A potential vulnerability has been discovered in Microsoft Teams, which could be exploited to deliver malware. Security researchers at Jumpsec found a way to inject malware into an organization’s network using the popular video conferencing and collaboration software Microsoft Teams. Malware can be injected even from a Teams account that belongs to an external user.
By taking advantage of default app configurations, this attack relies on the capability of an organization’s Microsoft Teams client to accept communications from external tenants – in other words, to Teams accounts outside of the organization. While the exploit could be used for social engineering and phishing attacks, it can also be used to bypass Teams default and built-in protections against files from external tenant’s users, allowing the delivery of malware content.
The security researchers uncovered a method to bypass these restrictions by modifying the recipient ID, both internally and externally in the POST request of a message. By tricking Teams into detecting an external account as internal, they successfully managed to deliver a command and control app to another organization’s inbox, executing a covert operation.
What makes this vulnerability particularly concerning is that hackers don’t have to use convincing phishing messages to deceive their victims. Once they register a domain similar to the target organization’s, employees might believe by mistake that a link originates from their company, leading them to download the malicious content.

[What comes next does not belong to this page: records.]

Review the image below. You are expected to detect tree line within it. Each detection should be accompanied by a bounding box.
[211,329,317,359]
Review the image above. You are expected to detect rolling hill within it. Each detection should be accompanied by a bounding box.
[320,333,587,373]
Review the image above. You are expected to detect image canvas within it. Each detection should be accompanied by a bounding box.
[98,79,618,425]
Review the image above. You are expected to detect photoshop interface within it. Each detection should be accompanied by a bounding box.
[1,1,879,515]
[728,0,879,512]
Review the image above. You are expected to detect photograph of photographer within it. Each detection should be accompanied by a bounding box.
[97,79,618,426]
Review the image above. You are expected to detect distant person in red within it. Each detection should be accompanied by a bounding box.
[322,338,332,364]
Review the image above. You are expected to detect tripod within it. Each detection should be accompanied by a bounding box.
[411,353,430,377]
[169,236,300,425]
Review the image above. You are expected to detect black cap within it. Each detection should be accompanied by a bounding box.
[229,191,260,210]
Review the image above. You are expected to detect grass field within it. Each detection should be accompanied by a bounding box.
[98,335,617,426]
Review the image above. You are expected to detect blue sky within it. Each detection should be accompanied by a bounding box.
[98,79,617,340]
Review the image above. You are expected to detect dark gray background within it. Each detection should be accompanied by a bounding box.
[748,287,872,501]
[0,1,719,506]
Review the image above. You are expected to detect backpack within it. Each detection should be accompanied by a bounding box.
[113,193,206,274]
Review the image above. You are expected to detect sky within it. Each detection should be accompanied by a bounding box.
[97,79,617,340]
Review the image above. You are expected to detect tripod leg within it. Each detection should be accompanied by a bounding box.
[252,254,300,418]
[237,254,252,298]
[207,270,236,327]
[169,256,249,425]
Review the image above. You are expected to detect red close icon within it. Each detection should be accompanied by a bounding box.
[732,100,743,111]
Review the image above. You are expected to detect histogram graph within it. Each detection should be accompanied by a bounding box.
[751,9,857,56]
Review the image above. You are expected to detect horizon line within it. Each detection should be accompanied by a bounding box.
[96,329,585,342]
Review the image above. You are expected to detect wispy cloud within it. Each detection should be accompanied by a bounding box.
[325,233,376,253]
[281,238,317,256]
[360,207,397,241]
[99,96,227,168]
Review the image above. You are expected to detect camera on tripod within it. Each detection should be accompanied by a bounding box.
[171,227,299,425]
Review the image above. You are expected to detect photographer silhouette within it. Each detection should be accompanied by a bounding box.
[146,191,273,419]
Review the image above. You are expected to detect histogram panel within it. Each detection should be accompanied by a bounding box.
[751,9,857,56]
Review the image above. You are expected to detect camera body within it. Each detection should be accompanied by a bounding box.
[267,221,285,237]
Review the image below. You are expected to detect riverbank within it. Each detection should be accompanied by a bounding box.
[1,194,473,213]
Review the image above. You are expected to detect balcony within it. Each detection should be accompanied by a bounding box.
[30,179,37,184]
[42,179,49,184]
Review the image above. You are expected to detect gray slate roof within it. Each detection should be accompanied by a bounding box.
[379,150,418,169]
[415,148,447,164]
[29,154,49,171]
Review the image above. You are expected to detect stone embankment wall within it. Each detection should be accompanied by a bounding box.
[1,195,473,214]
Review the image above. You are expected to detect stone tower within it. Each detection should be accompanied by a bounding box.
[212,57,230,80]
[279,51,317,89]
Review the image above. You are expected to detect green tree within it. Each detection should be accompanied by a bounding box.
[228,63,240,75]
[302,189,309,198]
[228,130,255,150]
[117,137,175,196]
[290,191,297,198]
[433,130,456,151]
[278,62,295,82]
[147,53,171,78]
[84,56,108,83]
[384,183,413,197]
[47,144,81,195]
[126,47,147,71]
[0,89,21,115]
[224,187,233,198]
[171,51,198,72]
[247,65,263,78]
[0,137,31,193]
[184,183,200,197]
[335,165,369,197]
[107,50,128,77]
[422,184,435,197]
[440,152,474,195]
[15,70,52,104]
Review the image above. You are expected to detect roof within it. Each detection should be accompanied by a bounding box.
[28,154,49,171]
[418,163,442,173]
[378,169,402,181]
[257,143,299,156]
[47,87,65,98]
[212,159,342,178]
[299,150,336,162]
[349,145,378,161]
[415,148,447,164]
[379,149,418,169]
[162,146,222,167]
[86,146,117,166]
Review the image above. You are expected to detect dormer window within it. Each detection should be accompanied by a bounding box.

Upon reporting the exploit to Microsoft, the Redmond giant responded that it does not consider the vulnerability to be of instant concern, indicating a relatively low-risk assessment. Microsoft still did not confirm when a patch will be released to address this issue.
To mitigate this risk, organizations have the option to disable communication with external tenants through the Microsoft Teams Admin Center, specifically by adjusting the External Access settings. And while blocking all external communications for many organizations might not be desirable, administrators can choose to only allow communication with trusted domains by adding them to an allowed list.
The researchers have also submitted their findings to the Microsoft Teams feedback portal, where users can vote on the post in order to prompt Microsoft to address this issue with greater urgency.